Le 3 août prochain, le film « Fleuve noir » d’Erick Zonca sortira sur les écrans québécois. Ce film met en vedette Vincent Cassel, Romain Duris et Sandrine Kiberlain.
Par Pascal Eloy, chroniqueur
Tout commence lorsque Solange (Sandrine Kiberlain) vient signaler, au poste de police, la disparition de son fils de seize ans, Dany. Le commandant de police qui la reçoit, François Visconti (Vincent Cassel) ne lui accorde que peu d’attention tant il est empêtré dans sa propre gestion conflictuelle qui l’oppose à son fils impliqué dans un trafic de drogue. L’histoire se complique encore lorsque Yan Bellaile (Romain Duris) ancien professeur particulier de Dany, s’intéresse de très près à l’enquête, et propose ses services au commandant Visconti. Mais, au fur et à mesure que l’enquête évolue, tout se complexifie et se dramatise encore ; chaque protagoniste jouant sa propre partition pour manipuler les autres…

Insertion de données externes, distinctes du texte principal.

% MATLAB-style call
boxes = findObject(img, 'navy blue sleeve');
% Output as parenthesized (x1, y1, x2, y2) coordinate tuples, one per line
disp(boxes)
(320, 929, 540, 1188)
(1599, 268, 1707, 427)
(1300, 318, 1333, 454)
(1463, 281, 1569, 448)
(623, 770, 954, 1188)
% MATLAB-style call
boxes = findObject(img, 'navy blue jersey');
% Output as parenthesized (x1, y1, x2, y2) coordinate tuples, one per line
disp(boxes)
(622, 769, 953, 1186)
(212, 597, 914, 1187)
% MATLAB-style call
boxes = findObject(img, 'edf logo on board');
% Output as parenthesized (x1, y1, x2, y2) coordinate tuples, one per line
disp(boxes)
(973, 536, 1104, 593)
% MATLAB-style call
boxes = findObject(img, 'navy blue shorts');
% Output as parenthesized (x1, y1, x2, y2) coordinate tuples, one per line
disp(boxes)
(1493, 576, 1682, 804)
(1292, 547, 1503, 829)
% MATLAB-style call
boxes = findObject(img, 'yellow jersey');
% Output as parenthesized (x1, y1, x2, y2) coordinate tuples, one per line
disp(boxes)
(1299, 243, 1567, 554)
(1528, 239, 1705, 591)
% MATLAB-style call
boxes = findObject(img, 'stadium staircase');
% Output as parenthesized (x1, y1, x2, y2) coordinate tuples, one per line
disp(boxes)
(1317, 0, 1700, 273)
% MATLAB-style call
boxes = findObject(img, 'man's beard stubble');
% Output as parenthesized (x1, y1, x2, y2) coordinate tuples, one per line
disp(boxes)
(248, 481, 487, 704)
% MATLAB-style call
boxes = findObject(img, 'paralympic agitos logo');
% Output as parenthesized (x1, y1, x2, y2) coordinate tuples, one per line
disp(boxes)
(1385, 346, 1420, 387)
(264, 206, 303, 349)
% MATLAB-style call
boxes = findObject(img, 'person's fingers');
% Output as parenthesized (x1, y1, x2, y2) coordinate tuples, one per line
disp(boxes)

« Je veux que ce soit vivant, physique »
Adapté du roman « Une disparition inquiétante » de Dror Mishani, grand prix 2015 du Meilleur polar des lecteurs de Points, « Fleuve noir » est le dernier long-métrage du réalisateur et scénariste Érick Zonca qui avait secoué la Croisette en 1998 avec son premier film « La vie rêvée des anges ». Comme il le dit aujourd’hui « je veux que ce soit vivant, physique, que ce soit un spectacle et pas l’enregistrement de la réalité. J’assume la noirceur de l’intrigue, mais je voulais l’investir de l’énergie des comédiens et du filmage. » Et ce pari est réussi puisque Vincent Cassel et Romain Duris sont quasiment méconnaissables.
En effet, Vincent Cassel joue un flic désillusionné mais acharné à son boulot et imprégné par ses enquêtes. Buvant beaucoup trop, il est décalé dans sa vie et son travail et il manque à toutes ses obligations qu’elles soient paternelles ou professionnelles. Avec une démarche de Quasimodo et les épaules jamais à la même hauteur, il incarne un être louche, bien que policier, détestable parce qu’outrancier, mais fragile face à son incompréhension de son fils. Romain Duris, lui, se situe dans un rôle totalement à l’opposé, étriqué dans sa petite veste de petit provincial, professeur de français rêvant de devenir un auteur à succès et prêt à tout, y compris à … pour le devenir… Lui aussi est méconnaissable avec cette barbe qui lui mange tout le visage, ne laissant que ses yeux un peu fous pour illuminer les répliques de son personnage. Et quel personnage qui devient suspect lorsqu’on découvre qu’il emmène des enfants dans sa cave transformée en bureau.
Dommage d’avoir, encore une fois, laissé assimiler homosexualité et disparition d’un adolescent !
Quant aux femmes de ce film, elles sont aussi prisonnières de leur malheur. Aucune, que ce soit Sandrine Kiberlain ou Elodie Bouchez, n’est heureuse dans son couple ou sa vie. Elles subissent un cauchemar, sans parvenir à trouver une solution libératrice. Et que dire du rôle de la fille handicapée mentale et de son droit à avoir une sexualité ?
Enfin, j’avoue ne pas avoir compris l’intérêt de la longue séquence homosexuelle du film. Elle n’apporte rien à l’intrigue ni au déroulement du film puisqu’elle semble être qu’une pièce rapportée servant simplement à satisfaire un voyeurisme malsain ou à prolonger peut-être inutilement un film de 1:54 minutes. Dommage d’avoir, encore une fois, laissé assimiler homosexualité et disparition d’un adolescent !
Bref, « Fleuve noir » est vraiment un film noir, à l’ambiance malsaine et étouffante, duquel émergent régulièrement des couleurs jaunes ou vertes… ce qui contribue à en accentuer l’ambiance pesante et anxiogène. Alors, même si Éric Zonca dit « Aujourd’hui, mes personnages sont davantage du côté de la fiction que d’une étude réaliste. JULIA (NDR : son film de 2008) était déjà comme un conte. Je ne vais pas au cinéma pour voir des faits divers. » Et pourtant, si son film constitue un conte, c’est un sordide conte d’horreur ou alors, plus simplement, un banal fait divers amplifié et déformé à force de manipulations.